It's been a while...

It's been a long while since I've written on here. So long that my domain actually expired, and unless I want to spent an arm and both legs on renewing it, I've relinquished myself to being "just a blogger" instead of trying to make a name for myself on the good ol' world wide web. I'm ok with that actually. After spending hours trying to figure out how to get my .com back only to realize it wasn't going to happen on my pathetic version of an income, I now feel a great sense of relief. My blog is once again my hobby, an outlet for writing, and something to do when I feel like it. Maybe that will be better for me.
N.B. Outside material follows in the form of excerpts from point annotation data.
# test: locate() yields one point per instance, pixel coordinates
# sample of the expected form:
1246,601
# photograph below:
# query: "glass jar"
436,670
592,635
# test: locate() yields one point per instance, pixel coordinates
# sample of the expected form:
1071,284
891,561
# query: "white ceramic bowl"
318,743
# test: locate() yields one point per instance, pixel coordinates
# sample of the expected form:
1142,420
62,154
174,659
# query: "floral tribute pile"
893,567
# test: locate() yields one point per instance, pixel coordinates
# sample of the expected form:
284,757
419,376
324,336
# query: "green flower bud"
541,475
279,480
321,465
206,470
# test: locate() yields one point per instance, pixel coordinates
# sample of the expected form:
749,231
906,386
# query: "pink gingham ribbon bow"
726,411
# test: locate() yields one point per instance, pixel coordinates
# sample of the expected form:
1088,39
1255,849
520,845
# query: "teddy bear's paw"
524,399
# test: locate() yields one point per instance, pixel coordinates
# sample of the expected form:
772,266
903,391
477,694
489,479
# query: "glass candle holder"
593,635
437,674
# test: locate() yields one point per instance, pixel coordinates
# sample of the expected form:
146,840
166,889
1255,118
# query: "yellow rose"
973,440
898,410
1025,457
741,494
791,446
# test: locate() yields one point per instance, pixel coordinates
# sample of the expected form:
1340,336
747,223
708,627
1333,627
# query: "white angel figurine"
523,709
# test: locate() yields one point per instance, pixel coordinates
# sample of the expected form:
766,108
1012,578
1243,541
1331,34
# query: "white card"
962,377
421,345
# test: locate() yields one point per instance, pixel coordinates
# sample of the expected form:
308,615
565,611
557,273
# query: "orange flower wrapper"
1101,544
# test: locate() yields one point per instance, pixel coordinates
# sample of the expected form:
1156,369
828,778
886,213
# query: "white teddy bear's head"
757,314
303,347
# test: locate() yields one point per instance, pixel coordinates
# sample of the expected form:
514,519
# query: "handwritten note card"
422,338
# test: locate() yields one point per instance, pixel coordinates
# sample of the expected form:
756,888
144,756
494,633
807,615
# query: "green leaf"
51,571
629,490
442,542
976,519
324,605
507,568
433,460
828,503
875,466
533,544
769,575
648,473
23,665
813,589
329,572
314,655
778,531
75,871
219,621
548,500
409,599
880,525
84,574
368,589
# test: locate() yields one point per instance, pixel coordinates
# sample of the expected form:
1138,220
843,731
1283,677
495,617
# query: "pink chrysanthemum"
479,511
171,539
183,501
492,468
A lot has happened since I last posted anything. And at the same time, I am still waiting for a lot of things to happen that I was hoping for back then too. Time flies, yet I am finding that no matter how hard I try and no matter how many different things I try, I simply cannot control much of my life. Sure, I can control the what I eat, which brand of toothpaste I buy, how I choose to spend my time, and where I rest my head, but most of the other stuff just happens. It happens without my knowledge or despite my resistance. It's not that I am a victim of my own life just that I can only do so much.

While I would prefer to create an outline for my life and follow it to a T, that's just not how life works-or so I am learning. I'm told my plan probably isn't the best one and that there is a greater purpose for my life than I could ever comprehend, but I can't say I am thoroughly convinced...yet. I guess you could say I am kind of stuck in the middle on this issue. I like to thing my plan makes the most sense, but apparently that's not the case. If you haven't noticed, I'm struggling to accept this. Struggling to let my plans go and find contentment in where I am at and what I have. I sure hope one of these days I'll be able to look back at how I have been blessed and trust moving forward my life is moving in the direction I've been called to. In the meantime, I am trying to not try so hard. But still keep trying.

I love adventure. I love trying new things, but it also scares the crap out of me. However, if I want things to change in my life, I have to be willing. I feel called to knock on doors right now. After all, if I don't knock on doors, what are the chances those doors will open? Hopefully if I knock on enough doors one will open and I'll get to walk through into a new chapter of my life. Even though I can't control every part of my life, nor is it beneficial for me to do so, the least I can do is being willing to try things and trust that one day a door will open and I'll get to move forward. One day, one step, one paddle at a time.